Her hypothesis was the following: if proteins regulate life span, mutations of these proteins should change the rate of aging. Her research tool, the small worm C. elegans, presented an ideal tool for her studies. It has a very short life span of approximately 19 days and has a relatively low number of genes which can be mutated and analyzed. Soon she was able to define a gene, the mutation of which doubled the life span of the worm. The name of the gene is Daf-2. It was later cloned by the group of Gary Ruvkun and was found to encode the C.elegans orthology of the mammalian insulin/IGF-1 receptor. It was thus proven that life span was under hormonal control and influenced by nutrition. The next important step was the discovery that decreased function of Daf-2, as observed in mutant animals, led to the up-regulation of another gene, Daf-16, which encodes a FOXO-family transcription factor. This transcription factor obviously plays a central role in regulating life span, as it regulates a large set of further genes, which encode functionally significant and beneficial proteins. These proteins include antioxidants, chaperones and antibacterial effector molecules. This was another step of great importance, as it demonstrated that there was not one aging gene, but that a whole cascade of molecular events was responsible, possibly under metabolic control. And there were many more exciting discoveries.
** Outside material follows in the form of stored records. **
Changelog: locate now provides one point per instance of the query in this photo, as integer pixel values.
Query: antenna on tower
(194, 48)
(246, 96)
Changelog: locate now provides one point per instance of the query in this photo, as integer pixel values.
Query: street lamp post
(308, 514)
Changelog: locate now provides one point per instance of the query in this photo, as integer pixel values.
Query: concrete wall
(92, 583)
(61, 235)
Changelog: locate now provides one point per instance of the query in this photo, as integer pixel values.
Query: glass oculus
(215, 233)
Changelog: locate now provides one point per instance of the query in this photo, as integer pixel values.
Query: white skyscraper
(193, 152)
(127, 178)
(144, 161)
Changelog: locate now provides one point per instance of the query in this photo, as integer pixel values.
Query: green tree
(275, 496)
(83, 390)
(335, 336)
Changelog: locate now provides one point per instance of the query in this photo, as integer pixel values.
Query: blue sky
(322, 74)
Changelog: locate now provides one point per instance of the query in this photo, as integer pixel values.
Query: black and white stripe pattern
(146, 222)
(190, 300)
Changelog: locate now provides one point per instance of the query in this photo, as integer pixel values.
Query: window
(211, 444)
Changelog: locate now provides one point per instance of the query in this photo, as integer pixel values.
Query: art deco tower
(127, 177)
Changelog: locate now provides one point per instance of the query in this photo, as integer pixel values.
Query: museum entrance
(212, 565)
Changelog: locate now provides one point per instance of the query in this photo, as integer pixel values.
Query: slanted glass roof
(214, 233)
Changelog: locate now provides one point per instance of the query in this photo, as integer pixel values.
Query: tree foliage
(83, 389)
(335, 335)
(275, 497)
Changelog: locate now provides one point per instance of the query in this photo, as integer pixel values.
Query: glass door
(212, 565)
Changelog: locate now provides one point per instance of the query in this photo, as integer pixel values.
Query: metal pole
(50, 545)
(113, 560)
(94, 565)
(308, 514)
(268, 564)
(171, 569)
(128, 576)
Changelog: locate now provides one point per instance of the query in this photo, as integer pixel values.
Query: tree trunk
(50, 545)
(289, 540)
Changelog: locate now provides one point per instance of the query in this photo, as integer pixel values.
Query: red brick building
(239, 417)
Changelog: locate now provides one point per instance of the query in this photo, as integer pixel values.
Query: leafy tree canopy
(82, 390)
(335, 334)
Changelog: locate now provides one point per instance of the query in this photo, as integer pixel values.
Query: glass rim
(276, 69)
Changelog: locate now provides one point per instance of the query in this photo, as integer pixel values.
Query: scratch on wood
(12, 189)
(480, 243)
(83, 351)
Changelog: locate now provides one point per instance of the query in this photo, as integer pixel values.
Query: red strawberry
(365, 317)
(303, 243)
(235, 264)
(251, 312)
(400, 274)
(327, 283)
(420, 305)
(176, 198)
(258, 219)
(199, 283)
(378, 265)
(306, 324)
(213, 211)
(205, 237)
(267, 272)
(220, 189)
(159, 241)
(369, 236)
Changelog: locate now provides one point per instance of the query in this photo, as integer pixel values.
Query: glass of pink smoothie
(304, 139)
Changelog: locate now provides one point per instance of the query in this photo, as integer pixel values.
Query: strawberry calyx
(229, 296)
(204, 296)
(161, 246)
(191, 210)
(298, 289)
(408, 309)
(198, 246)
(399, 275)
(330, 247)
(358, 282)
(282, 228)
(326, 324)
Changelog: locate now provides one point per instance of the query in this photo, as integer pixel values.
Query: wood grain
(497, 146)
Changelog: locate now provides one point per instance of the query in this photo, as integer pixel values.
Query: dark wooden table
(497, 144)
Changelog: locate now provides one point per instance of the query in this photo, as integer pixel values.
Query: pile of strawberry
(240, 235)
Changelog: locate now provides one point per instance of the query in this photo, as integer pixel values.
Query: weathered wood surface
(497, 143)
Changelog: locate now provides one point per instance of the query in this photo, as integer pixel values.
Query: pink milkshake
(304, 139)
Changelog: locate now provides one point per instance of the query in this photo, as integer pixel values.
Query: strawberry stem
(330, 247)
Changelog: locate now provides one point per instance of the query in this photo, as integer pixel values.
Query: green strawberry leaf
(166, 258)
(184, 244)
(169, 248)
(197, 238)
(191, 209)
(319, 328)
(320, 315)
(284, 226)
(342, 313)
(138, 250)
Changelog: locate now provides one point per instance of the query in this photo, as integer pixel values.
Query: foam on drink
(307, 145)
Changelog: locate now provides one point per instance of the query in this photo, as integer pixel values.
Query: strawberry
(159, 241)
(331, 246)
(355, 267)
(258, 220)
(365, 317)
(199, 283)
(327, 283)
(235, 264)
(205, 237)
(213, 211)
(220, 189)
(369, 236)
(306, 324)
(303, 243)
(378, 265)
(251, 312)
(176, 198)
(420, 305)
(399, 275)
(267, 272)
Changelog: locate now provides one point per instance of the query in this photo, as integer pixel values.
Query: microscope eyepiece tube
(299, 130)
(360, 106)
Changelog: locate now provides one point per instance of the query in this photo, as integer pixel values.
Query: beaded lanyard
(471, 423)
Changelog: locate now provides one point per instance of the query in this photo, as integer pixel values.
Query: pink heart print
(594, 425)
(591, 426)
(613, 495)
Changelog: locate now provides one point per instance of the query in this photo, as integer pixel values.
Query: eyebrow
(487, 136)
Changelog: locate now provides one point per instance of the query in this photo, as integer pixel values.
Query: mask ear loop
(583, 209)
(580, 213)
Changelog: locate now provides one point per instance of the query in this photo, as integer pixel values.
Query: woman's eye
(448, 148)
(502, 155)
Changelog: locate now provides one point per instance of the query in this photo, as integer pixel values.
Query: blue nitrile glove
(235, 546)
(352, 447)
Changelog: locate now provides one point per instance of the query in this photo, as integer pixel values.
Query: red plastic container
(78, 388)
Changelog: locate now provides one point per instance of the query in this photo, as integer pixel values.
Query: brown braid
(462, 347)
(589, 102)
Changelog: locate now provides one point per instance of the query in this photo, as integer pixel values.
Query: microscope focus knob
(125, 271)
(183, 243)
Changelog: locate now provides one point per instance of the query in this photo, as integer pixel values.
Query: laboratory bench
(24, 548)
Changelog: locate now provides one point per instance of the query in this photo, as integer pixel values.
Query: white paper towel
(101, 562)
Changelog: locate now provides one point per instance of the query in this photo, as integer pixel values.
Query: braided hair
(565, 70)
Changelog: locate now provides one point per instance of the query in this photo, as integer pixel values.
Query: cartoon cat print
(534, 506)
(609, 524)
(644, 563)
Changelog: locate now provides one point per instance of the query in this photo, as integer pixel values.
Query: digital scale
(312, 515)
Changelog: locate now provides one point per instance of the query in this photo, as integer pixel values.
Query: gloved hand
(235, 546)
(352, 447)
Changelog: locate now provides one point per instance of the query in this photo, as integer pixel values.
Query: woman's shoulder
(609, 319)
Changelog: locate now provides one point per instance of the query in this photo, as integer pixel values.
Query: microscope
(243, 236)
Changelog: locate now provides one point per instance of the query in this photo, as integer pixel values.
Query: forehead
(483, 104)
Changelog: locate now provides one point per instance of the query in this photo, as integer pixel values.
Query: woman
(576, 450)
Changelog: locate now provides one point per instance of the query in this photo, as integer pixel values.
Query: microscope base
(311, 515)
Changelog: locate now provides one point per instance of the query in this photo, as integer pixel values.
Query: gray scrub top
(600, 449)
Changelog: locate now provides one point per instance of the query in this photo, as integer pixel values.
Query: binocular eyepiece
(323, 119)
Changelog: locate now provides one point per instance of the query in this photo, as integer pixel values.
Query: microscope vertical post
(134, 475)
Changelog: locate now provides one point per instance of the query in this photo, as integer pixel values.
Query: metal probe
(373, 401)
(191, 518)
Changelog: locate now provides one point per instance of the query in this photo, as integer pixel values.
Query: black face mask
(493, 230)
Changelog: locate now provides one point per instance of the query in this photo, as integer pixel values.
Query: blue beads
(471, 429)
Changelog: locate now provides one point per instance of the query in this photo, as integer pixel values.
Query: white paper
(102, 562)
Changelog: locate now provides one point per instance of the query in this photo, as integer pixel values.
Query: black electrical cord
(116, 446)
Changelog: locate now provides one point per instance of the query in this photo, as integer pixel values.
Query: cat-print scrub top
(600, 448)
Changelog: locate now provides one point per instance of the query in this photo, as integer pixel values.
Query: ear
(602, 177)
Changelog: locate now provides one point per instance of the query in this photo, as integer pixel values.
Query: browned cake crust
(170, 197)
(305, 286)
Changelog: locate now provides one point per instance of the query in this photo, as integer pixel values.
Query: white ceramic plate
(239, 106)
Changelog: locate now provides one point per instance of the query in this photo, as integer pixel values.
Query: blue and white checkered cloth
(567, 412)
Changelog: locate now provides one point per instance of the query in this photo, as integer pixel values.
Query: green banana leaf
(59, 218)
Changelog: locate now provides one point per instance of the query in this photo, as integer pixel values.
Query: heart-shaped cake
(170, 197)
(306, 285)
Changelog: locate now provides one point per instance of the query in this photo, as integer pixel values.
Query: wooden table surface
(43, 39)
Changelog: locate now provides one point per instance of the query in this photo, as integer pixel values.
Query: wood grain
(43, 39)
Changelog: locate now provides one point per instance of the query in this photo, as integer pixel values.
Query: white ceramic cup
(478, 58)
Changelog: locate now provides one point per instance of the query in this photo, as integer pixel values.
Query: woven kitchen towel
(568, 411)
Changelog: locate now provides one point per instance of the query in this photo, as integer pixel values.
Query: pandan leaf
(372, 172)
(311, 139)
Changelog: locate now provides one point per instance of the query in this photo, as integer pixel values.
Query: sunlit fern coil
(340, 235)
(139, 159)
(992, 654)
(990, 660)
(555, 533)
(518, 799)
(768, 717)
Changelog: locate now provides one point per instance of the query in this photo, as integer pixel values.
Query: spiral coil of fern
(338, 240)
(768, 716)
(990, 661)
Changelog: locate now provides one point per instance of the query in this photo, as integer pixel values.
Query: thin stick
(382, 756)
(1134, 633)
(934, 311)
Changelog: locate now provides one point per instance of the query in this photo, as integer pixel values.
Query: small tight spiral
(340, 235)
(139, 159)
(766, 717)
What is the input of her research, how does it relate to mammals and in particular to human therapies? The last few years have brought us exciting new insights. Cynthia Kenyon’s concepts have been followed up by many labs. It has become clear that disturbances in the insulin/IGF signaling also result in increased life spans of flies and mice and that the details of the regulation seem remarkably conserved. Thus, it seems likely that human aging will be regulated similarly, raising the possibility of life span expansion by therapeutic intervention. In this context it is of particular interest that age-related diseases can be delayed in model organisms rendered long-lived by mutations. Thus, postponing cellular aging may at the same time postpone or even prevent age-related diseases.

Healthy aging is obviously what we hope to achieve for us and our children. Cynthia Kenyon’s work is an important mile stone in this direction.